## Longer-term model results - Self-driving cars with Carla and Python

Welcome to part 6 of the self-driving cars/autonomous cars and reinforcement learning with Carla, Python, and TensorFlow. In this part, we'll talk about some of the preliminary findings of our work. I will use the phrase "we" since this a join effort between me and Daniel Kukiela.

To begin, the problem was purposefully kept very simple. The agent could take one of three total actions: Turn Left, Turn Right, Go straight.

I went with the Xception model, since I found success with that model and doing self-driving cars in GTA.

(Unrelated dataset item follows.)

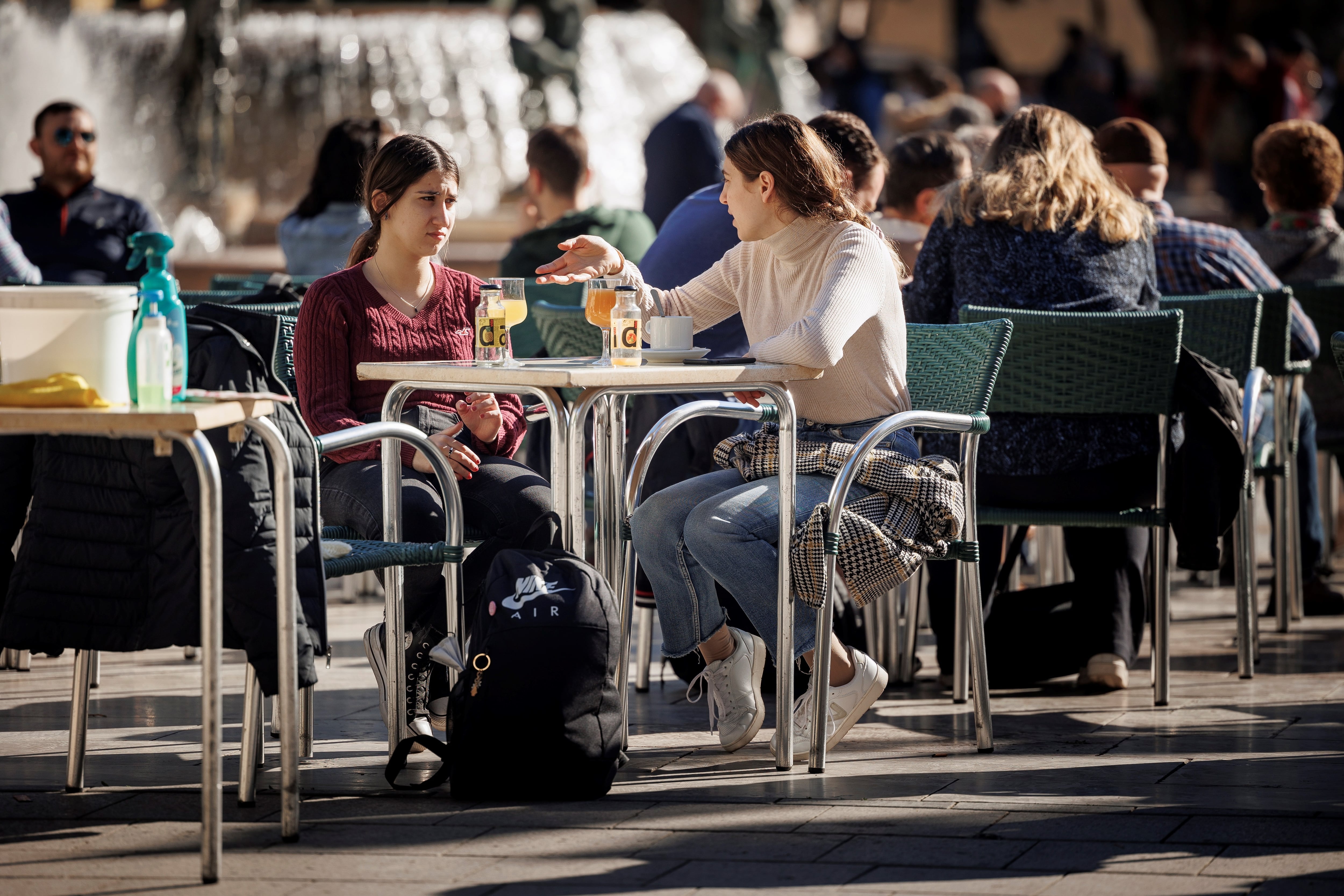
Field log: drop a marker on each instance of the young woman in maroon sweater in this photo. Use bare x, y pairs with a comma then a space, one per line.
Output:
394, 304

For rewards, we setup the following:

• +1 for each frame driving > 50KMH
• -1 for each frame driving < 50KMH
• -200 for a collision and episode is over

The first thing we discovered was that both loss and q values were basically exploding:

This was seemingly, and now obviously, due to the monumental size of the crash penalty in comparison to all else. Also possibly the bounds being out of range. For example, we might have had more success by doing something more like:

• +0.005 (1/200) for each frame driving > 50KMH
• -0.005 (-1/200) for each frame driving < 50KMH
• -1 (-200/200) for a collision and episode is over

But instead we just went with:

• +1 for each frame driving > 50KMH
• -1 for each frame driving < 50KMH
• -1 for a collision and episode is over

This seemed to curtail the explosiveness of Q values and loss, but we still found agents would undoubtedly go with only 1 action constantly when given 0 epsilon.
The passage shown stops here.